Now I plan to implement LargeInteger primitives (20-39)
_without_ changing
the representation of LargeIntegers by extending the Interpreter
arithmetic
primitives using the CCodeGenerator. This avoids some problems dealing with different platforms.
In a later step changing the representation to bigger 'digits' (16,32,.. bits?) _could_ be interesting.
Perhaps 16 bits, but unlikely 32. How, for example, would you handle integer overflow when doing, say, the LargeInteger add?
My first idea was to take one small and one big C-integer type, represent digits with the small and perform the operations with the bigger one. If the bigger one is twice as big as the smaller there are no problems with mult.
I agree that would work for 16-bit digits, but you need stronger stuff for 32. A downside is that this would not work in any of the simulated Smalltalk, since SmallIntegers are not full 32-bit values. The resulting Smalltalk code would only be useful for compilation.
I think on all machines with ANSI-C these conditions are met; at _least_ we could take an 8 bit val for representation and make the computation in 16 bit, at best - so far - representation in 32 and computation in 64.
Indeed, that's exactly what is done right now. bytes are accumulated by addition and multiplication into SmallIntegers.
But here we introduce platform specific stuff, which has to be handled. By using the Smalltalk to C compiler without changing the current representation we are _totally_ platform independent (no #defines in C at all) and in spite of this hopefully much faster than without compiling in C.
I don't understand. Of course we would use the Smalltalk to C compiler, but won't will still have to compile the C code? It does raise a byte endian gender issue, that inside the C-code is irrelevant, even though different platforms will execute differently, but for the remaining smalltalk code than manipulates digits of the object will need to address. A simple solution is to implement a digitAt: function as well, so that your plugin or core code will work fine across platforms, bigendian or otherwise.
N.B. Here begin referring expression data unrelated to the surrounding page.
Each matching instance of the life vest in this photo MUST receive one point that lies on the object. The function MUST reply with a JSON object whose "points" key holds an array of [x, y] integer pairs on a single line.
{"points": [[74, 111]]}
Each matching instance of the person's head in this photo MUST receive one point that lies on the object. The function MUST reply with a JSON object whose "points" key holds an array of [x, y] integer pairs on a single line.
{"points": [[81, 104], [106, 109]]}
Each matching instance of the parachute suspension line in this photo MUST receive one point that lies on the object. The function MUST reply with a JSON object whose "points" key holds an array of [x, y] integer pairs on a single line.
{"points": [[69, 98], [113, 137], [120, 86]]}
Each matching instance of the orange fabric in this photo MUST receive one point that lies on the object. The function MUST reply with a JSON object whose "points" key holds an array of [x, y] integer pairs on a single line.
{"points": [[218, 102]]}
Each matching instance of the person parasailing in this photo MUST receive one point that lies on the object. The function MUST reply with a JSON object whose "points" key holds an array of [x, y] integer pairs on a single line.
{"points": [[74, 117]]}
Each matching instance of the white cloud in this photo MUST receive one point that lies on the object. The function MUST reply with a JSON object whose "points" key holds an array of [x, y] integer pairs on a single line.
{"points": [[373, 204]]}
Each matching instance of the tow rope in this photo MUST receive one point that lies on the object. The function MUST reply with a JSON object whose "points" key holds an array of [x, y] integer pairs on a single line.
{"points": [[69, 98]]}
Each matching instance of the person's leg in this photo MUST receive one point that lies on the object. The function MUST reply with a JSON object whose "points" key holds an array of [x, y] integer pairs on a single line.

I see no reason why any implementation need be platform specific. Done properly, the generated code should work fine with any conforming C compiler supporting 32-bit ints. (Note that Squeak does expect the C compiler to treat ints as 32-bitters.)
And how could you do the multiply without bit munging? Is it possible that a straight loop with carry would be much faster than all the masking and shifting necessary to do a carry written in C?
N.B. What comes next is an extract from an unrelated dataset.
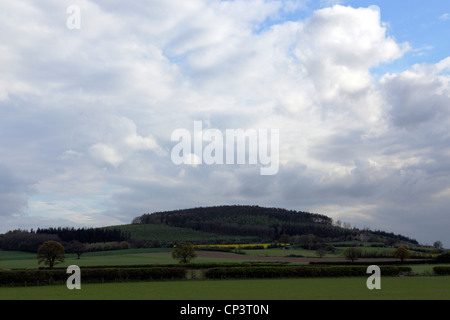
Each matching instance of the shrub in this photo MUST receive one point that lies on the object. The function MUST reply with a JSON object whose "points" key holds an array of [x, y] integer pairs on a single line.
{"points": [[444, 270]]}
That could be, but then you'd introduce assembler, what is _very_ platform dependent.
Because I've never compiled a Squeak so far I think it's best for me first to take the straigthforward approach and then to think of other representations...
Are you planning to rewrite as numbered primitives for incorporation in the VM? Why not make a pluggable primitive instead, so that folks who don't need speedier longs (most users) won't need to have the code in their VM footprint? Done right, the code should run identically, albeit slower, without the plugin installed as it does when the plugin is installed.